Il governatore della Federal Reserve, Jerome Powell, partecipando a un convegno economico ha spiegato l’altro ieri che il target d’inflazione del 2% negli Stati Uniti sarà probabilmente centrato “entro un paio di anni”. Ha spiegato che il processo potrebbe rivelarsi un po’ più lento di quanto stimato da alcuni analisti, anche perché il mercato del lavoro resta solido, conseguenza di “un’economia americana forte”. Tuttavia, ha anche affermato che “il processo di disinflazione è iniziato”. Tanto è bastato ai più per desumere dal suo discorso che la stretta sui tassi FED sarebbe prossima alla conclusione.

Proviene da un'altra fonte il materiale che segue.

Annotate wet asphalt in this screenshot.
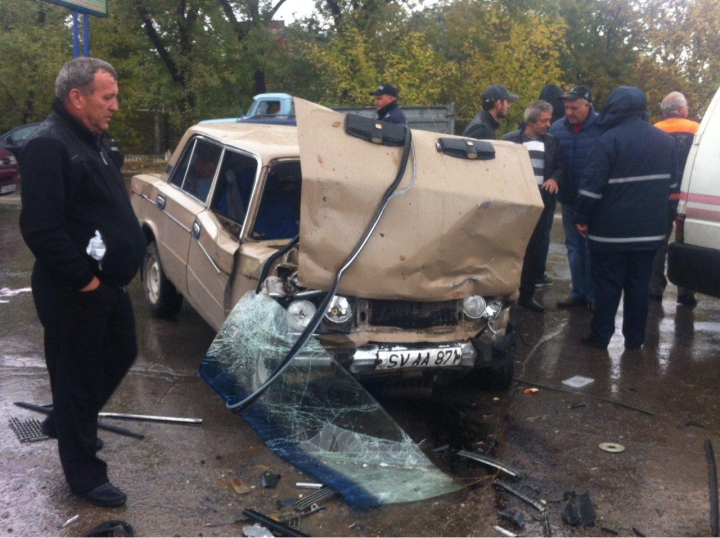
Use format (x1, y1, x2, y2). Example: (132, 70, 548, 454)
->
(1, 191, 719, 537)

BTp a 10 anni in balia delle attese
Il mercato lancia segnali non chiari sul punto. Da un lato il dollaro arretra contro le principali valute mondiali, dall’altro i futures sui tassi d’interesse consolidano l’ipotesi di un apice entro metà anno al 5,25%. Mancherebbero due rialzi da un quarto di punto percentuale ciascuno prima che Powell dichiari cessata o sospesa la stretta. Ma la riduzione del bilancio dell’istituto, ha spiegato, potrebbe impiegare un paio di anni ancora. Non ci saranno vendite di T-bond e bond coperti da garanzie immobiliari, ha aggiunto, semmai questi titoli non saranno rinnovati alla scadenza (“tightening passivo”).

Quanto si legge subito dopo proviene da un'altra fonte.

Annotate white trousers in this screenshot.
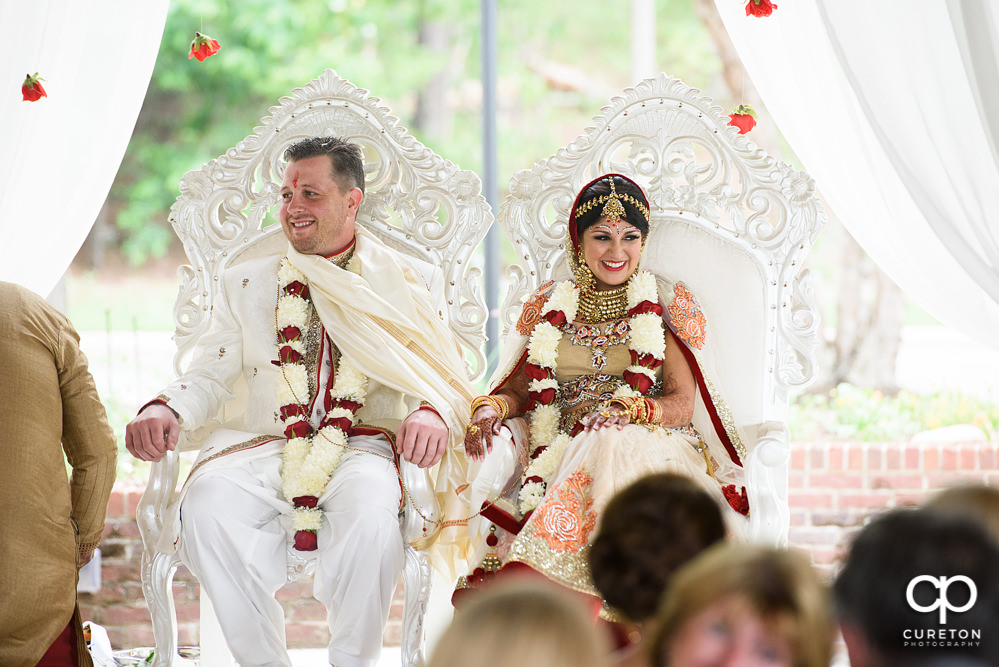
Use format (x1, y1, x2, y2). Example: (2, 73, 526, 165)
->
(178, 437, 404, 667)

Il BTp a 10 anni sta beneficiando del ritorno agli acquisti obbligazionari dopo il discorso di Powell. A guardare l’andamento complessivo del mercato, sembrerebbe che almeno parte degli investimenti di queste ore arrivino da Oltreoceano. Ciò spiegherebbe il rafforzamento del cambio euro-dollaro e la risalita dei prezzi dei bond europei. Con una FED percepita un po’ più “dovish”, i rendimenti italiani sopra il 4% tornano a fare gola. Ma abituiamoci anche per i prossimi 2-3 mesi a frequenti e repentini cambi di direzione. I mercati sono a caccia di parole che confermino il loro desiderio di una svolta monetaria. Queste a volte sembreranno assecondarlo, altre no. E i bond faranno un passo avanti e dopo un passo indietro, fino a quando le banche centrali non parleranno con i fatti.